Drawing a parallel, what you’re saying is that if the Gulf states want to survive, they must transform the region from a giant oil well to the world’s largest solar well.
Exactly. And they have all the tools to do it. We’re talking about the region with the most sun in the world — 300 days of sunshine a year, large swaths of desert, tons of space for giant solar panel fields. No shortage of space, no shortage of startup money.
We’re talking about countries that are not characterized by innovation but have proven capable of spotting others’ emerging technologies and innovations and integrating them. They have a series of hyper-modern mega-cities, smart cities, that could rather easily be transferred to working on innovative, solar-based systems. Currently, only 3.5% of the energy used in the UAE comes from the sun. That’s a laughable figure, far less than in Israel.
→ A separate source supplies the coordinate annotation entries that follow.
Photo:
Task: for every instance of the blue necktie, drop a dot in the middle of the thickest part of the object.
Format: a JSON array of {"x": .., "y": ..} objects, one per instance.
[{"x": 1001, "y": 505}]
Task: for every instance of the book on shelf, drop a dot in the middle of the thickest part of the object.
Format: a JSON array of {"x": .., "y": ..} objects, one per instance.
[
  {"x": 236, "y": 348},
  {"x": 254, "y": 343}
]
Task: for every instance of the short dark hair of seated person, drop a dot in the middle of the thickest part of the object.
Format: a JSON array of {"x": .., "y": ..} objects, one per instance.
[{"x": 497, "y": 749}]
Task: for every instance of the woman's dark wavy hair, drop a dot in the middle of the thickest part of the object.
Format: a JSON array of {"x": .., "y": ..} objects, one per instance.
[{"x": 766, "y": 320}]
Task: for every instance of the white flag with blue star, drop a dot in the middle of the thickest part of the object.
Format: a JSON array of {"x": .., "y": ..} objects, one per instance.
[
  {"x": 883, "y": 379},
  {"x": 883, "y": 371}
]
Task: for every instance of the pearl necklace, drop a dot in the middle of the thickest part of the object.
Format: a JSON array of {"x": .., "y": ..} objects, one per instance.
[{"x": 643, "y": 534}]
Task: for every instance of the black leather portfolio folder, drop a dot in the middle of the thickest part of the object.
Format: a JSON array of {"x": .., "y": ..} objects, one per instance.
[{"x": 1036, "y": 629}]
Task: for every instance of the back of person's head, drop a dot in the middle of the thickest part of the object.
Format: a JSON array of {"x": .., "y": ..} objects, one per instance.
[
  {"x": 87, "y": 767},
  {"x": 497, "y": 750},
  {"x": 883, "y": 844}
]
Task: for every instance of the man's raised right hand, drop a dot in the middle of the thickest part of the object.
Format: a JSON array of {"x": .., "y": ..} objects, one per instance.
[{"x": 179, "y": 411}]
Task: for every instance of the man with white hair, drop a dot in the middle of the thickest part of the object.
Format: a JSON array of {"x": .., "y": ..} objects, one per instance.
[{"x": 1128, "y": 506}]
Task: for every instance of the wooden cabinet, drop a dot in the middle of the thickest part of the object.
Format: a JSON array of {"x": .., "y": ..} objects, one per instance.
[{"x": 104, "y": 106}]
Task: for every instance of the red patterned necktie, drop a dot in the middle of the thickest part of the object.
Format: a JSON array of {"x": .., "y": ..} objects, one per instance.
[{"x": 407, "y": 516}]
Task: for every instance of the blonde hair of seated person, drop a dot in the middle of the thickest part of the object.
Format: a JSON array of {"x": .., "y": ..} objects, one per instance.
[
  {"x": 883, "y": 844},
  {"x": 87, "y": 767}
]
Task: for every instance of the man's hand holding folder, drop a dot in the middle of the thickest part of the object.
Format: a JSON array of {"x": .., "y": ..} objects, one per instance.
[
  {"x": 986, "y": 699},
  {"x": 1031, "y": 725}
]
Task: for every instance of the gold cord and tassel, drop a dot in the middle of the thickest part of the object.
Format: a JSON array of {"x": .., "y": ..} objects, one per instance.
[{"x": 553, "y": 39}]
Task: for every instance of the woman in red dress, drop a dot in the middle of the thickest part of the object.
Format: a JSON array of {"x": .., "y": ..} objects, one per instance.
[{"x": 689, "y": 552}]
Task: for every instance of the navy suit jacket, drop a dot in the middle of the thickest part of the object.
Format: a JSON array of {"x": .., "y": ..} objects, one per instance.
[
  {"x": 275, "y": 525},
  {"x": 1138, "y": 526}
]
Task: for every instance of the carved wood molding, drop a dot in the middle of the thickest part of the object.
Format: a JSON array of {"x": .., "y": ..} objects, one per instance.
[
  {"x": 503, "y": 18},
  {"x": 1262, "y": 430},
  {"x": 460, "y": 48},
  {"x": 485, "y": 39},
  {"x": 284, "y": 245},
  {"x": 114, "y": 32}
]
It’s true that the population of the Gulf states spends a lot, but at the end of the day it’s a small population. If several dozen million people switch to solar energy, that’s not the sort of game-changer that will shift the climate trend.
True, and that brings us to the last stage. Once they’ve made the move and transferred to solar, they’ll invest in advanced technologies and will start making money off them, at which point they will have to collapse the oil industry, shut down some of the wells, and drastically raise the prices.
What you’re saying is that the oil producers who polluted the world can now save it.
What I’m saying is that 200 conservative Arab men could save the world. And to be more specific, one man — Muhammad Bin Zayed, the crown prince of Abu Dhabi — could do it.
Up until today we took the route of Al Gore and Greta Thunberg, raising awareness among the general public and creating grassroots pressure on the decision makers — that didn’t really work. Maybe through him it will work. Did I tell you yet that this is an optimistic book?
This article has been adapted from the original Hebrew on Zman Yisrael, the sister site of The Times of Israel.